Ach, den gab’s ja auch mal: Bundeswirtschaftsminister a.D. Philipp Rösler. Foto: Dirk Vorderstraße, CC BY 2.0, via Wikimedia Commons
Im Vergleich dazu sind die milliardenschweren Entlastungen, die Lindner am ersten Wochenende des Jahres in Aussicht stellte, regelrecht Peanuts, zumal sie sich auf Punkt und Komma aus dem Koalitionsvertrag der Ampel ableiten lassen. Bemerkenswert ist der Vorstoß trotzdem, steht er doch für den politischen Mehrkampf 2022, in dem sich die Liberalen erst noch beweisen müssen: Erkennbar bleiben für die eigene Klientel, die auf die Vokabel Steuererleichterungen verlässlich entzückt reagiert; zugleich stabil regieren im Bund mit Roten und Grünen sowie Wahlen gewinnen im Frühjahr im Saarland, in Schleswig-Holstein und NRW, im Herbst Niedersachsen; und schließlich kraftvoll opponieren in jenen zwölf Ländern, in denen sie nicht in der Regierung sitzt, allen voran in Baden-Württemberg.
Hier, im Stammland der Partei, wo der volle Name der Fraktion noch immer Freie Demokratische Partei/Deutsche Volkspartei lautet, sind die Wunden in mehrfacher Hinsicht tief.

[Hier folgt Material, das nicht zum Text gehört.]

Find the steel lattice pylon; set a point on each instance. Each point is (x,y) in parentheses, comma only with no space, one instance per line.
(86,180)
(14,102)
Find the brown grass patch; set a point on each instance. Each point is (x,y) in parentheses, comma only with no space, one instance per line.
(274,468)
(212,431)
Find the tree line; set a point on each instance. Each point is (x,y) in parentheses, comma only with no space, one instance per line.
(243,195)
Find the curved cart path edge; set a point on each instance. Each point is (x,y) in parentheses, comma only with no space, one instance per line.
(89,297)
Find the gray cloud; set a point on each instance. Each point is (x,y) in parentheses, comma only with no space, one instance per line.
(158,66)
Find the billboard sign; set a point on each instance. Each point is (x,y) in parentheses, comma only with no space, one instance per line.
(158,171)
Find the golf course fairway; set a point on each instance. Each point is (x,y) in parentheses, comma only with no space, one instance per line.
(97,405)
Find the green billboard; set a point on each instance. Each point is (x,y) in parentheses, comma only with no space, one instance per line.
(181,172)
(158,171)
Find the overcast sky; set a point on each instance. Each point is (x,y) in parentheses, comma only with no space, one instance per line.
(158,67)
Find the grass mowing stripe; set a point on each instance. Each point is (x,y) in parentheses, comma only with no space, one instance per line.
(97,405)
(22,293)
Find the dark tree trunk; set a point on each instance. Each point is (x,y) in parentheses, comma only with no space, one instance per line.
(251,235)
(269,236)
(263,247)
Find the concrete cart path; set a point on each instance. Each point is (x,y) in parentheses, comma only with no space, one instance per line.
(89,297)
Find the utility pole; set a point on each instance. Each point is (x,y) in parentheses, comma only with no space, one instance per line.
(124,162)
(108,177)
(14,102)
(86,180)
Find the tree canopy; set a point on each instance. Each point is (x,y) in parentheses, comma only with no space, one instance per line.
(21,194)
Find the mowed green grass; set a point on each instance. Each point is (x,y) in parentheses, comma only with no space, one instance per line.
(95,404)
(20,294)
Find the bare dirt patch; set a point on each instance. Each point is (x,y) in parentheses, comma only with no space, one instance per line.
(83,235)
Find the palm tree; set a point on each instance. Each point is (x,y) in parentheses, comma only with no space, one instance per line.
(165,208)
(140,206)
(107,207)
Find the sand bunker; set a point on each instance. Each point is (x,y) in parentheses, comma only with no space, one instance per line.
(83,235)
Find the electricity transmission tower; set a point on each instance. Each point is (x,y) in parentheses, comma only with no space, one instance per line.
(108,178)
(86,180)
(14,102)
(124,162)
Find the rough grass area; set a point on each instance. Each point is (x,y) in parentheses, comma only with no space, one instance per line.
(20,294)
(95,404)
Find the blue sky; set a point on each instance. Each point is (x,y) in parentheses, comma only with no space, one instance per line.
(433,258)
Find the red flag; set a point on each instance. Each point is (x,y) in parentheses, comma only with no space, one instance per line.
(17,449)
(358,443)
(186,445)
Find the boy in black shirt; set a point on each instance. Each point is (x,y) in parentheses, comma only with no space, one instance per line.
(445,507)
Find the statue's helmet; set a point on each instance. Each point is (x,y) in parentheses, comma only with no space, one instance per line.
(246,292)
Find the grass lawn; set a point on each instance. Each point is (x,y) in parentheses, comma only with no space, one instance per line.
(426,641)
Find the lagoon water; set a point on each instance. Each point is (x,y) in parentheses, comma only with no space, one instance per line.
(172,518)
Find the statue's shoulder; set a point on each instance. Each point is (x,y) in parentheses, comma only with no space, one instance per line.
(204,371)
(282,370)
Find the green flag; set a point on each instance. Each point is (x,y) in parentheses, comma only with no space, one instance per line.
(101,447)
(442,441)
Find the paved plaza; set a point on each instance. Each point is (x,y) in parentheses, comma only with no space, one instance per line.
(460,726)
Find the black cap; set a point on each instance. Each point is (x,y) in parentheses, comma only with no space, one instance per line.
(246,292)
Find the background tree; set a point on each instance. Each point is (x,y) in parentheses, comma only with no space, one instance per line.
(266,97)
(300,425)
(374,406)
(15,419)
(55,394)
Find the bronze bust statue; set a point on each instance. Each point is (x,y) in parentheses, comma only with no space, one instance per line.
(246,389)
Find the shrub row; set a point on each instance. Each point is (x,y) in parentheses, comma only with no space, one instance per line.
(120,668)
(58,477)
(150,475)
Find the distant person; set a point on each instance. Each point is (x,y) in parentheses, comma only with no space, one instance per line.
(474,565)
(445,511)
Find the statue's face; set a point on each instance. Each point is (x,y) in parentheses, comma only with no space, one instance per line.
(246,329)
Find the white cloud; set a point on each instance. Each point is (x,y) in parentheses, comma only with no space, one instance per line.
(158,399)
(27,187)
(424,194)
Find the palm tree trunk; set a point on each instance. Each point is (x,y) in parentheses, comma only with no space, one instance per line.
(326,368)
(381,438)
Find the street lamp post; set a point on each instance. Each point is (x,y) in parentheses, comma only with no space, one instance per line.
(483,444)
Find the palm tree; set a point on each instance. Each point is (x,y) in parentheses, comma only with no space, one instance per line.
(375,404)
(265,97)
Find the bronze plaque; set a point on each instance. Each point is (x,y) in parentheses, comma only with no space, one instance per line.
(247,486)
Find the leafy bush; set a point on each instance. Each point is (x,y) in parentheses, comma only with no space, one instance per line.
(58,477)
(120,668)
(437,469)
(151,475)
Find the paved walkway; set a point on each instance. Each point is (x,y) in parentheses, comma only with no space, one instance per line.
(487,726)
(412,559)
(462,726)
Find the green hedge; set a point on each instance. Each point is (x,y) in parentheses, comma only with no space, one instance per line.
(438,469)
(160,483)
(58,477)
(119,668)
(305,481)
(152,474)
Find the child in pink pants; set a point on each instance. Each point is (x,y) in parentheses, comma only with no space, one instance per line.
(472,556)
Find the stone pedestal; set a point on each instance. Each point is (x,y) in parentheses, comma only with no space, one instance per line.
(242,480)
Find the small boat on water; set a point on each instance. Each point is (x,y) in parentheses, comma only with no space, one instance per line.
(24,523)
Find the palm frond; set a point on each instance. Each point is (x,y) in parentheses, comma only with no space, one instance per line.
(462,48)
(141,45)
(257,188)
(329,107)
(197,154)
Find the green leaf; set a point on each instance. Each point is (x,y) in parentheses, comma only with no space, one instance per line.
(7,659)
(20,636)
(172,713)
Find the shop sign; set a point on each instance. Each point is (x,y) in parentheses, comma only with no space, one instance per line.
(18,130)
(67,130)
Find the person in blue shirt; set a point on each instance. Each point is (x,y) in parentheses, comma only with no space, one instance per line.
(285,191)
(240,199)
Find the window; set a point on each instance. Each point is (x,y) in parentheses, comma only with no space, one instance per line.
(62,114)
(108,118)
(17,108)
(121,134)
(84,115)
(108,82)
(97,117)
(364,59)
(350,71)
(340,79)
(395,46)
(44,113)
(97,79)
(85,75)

Mit weit überdurchschnittlichen 15,3 Prozent hatte der Südwesten bei der Bundestagswahl am 26. September zwar für die Bundes-FDP ein knappes Plus gerettet. Trotzdem musste man sich mit vier Staatssekretären in Berlin begnügen, ein Ministeramt fiel nicht ab für den nach der Zahl der Mitglieder bundesweit zweitgrößten Landesverband. Kein Wunder, dass Landeschef Michael Theurer forsch nach einem Spitzenposten in der Partei greift und seinen Anspruch auf einen der stellvertretenden Bundesvizes erhebt, wenn im nächsten Jahr die gesamte Führung neu gewählt wird. Der Ausgang ist ungewiss: Ziemlich beste Freunde werden er und Alleinherrscher Lindner nicht mehr.

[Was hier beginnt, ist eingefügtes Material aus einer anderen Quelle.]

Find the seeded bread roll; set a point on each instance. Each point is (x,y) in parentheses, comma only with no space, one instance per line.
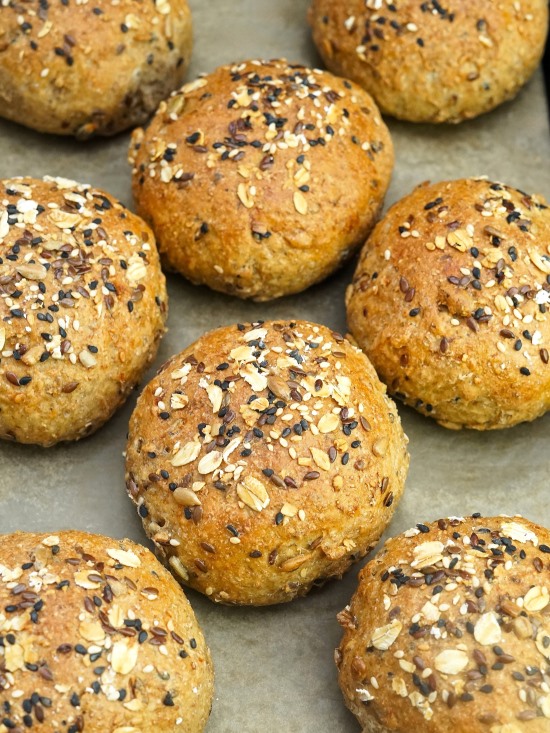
(449,631)
(97,636)
(263,177)
(264,459)
(82,308)
(79,68)
(449,302)
(431,61)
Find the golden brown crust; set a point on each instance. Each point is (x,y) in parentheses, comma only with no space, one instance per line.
(449,631)
(241,176)
(430,61)
(90,68)
(449,301)
(97,636)
(264,459)
(82,307)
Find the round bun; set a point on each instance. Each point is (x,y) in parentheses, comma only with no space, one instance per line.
(449,630)
(82,308)
(265,459)
(97,636)
(449,302)
(432,62)
(93,68)
(263,177)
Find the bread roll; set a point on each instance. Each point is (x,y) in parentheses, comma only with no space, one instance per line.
(262,178)
(431,61)
(449,631)
(264,459)
(90,68)
(82,307)
(449,302)
(96,636)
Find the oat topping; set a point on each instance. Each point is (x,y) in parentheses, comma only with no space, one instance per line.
(455,609)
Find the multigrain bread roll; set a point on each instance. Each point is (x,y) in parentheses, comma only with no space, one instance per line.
(261,178)
(449,631)
(90,68)
(96,637)
(264,459)
(431,61)
(82,307)
(449,302)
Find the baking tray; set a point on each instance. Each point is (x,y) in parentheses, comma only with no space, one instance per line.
(274,666)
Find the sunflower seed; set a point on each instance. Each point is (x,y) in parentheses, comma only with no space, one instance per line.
(253,493)
(124,656)
(209,462)
(384,636)
(186,454)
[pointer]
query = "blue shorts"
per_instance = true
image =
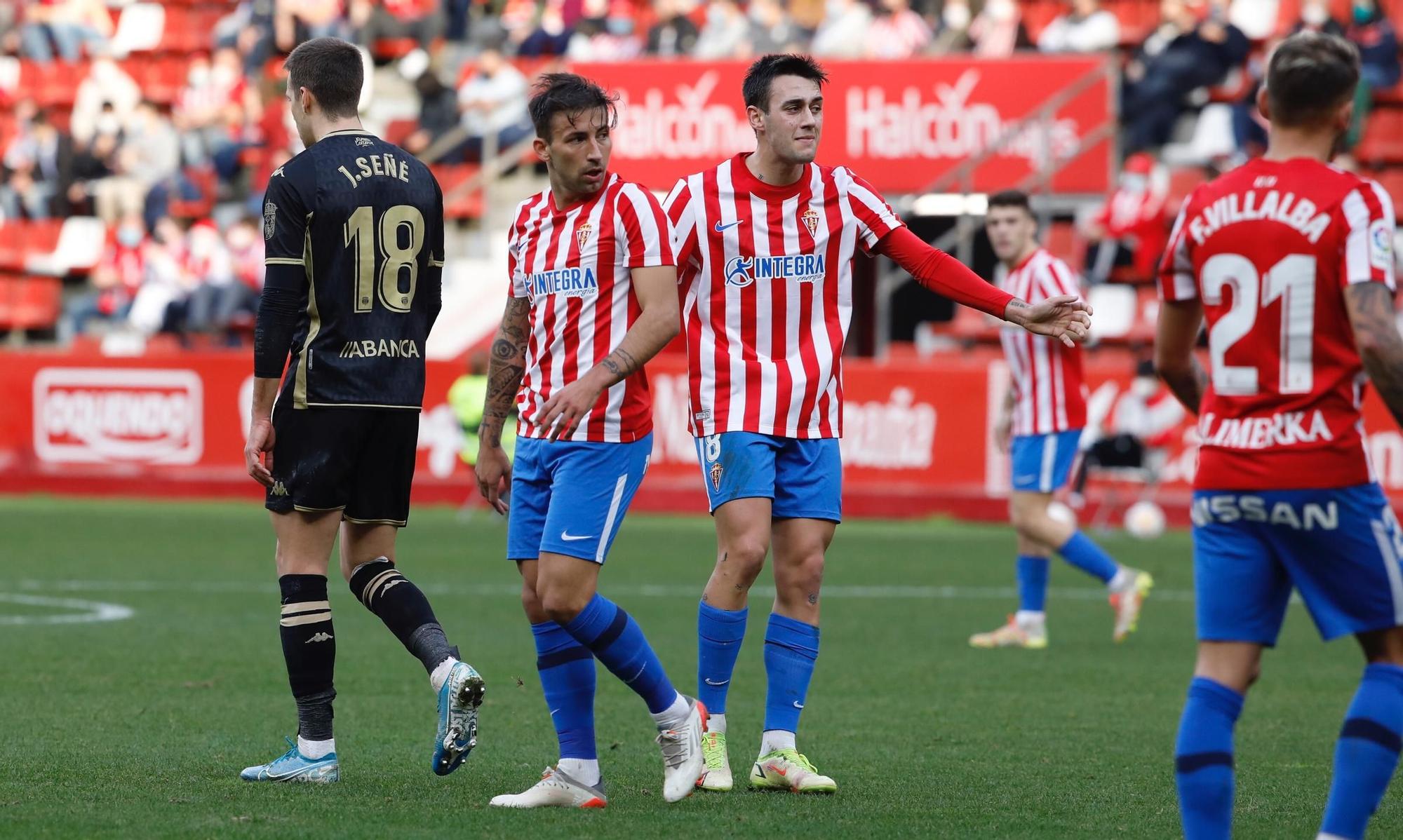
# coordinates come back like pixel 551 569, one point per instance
pixel 1339 548
pixel 805 479
pixel 570 497
pixel 1043 463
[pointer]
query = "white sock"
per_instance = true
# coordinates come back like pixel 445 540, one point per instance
pixel 316 750
pixel 777 740
pixel 1031 621
pixel 674 716
pixel 583 771
pixel 440 675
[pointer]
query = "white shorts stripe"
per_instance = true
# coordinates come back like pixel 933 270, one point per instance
pixel 1391 566
pixel 610 521
pixel 1049 462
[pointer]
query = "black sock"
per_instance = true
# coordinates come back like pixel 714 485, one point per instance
pixel 405 611
pixel 311 650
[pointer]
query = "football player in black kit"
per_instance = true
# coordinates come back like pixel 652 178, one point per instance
pixel 354 231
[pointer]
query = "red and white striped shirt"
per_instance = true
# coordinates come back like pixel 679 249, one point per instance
pixel 765 276
pixel 575 266
pixel 1269 250
pixel 1046 375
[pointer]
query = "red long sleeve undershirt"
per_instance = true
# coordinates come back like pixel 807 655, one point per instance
pixel 944 274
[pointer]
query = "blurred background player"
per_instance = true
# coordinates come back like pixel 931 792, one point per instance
pixel 593 299
pixel 1040 428
pixel 354 231
pixel 1293 263
pixel 767 318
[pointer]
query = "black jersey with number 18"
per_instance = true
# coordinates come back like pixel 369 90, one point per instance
pixel 364 219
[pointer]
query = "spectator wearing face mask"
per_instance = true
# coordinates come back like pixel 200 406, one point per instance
pixel 605 34
pixel 899 33
pixel 1373 33
pixel 998 32
pixel 726 34
pixel 116 281
pixel 674 34
pixel 1129 231
pixel 40 169
pixel 1085 29
pixel 844 32
pixel 1195 47
pixel 772 30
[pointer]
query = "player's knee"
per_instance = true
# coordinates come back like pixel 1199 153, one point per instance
pixel 746 557
pixel 560 604
pixel 802 576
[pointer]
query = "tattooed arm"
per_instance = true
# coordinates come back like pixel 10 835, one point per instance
pixel 657 325
pixel 1175 361
pixel 1377 336
pixel 504 381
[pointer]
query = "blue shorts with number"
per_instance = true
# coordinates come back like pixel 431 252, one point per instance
pixel 570 497
pixel 1338 548
pixel 1043 463
pixel 805 479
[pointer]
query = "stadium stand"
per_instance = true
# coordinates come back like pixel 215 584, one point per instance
pixel 232 131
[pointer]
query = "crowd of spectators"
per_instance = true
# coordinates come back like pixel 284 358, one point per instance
pixel 140 165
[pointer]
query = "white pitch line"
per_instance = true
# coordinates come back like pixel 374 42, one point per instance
pixel 90 611
pixel 621 591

FDP im Land: Von den Grünen links liegen gelassen
Andererseits kann es Landtagsfraktionschef Hans-Ulrich Rülke nicht verwinden, dass Ministerpräsident Winfried Kretschmann im Frühjahr die hiesige FDP links liegen ließ und seine grün-schwarze Landesregierung fortführte. Kretschmann sei eben "der profilierteste Vertreter eines autoritären Konservativismus im deutschen Südwesten", der die Zusammenarbeit mit einer Partei vorziehe, "die ihm näher liegt als seine eigene", keilte Rülke zwei Tage vor Dreikönig auf der alljährlichen Pressekonferenz vor dem ebenfalls traditionellen Landesparteitag. Spätestens 2026 will er endlich sich und seine FDP an den Kabinettstisch in der Villa Reitzenstein bringen. Ob die CDU von der Aussicht begeistert ist, dort neben einem zu sitzen, der sie als "bis dahin ohnehin reif für den Abdecker" beschreibt, ist eine andere Frage.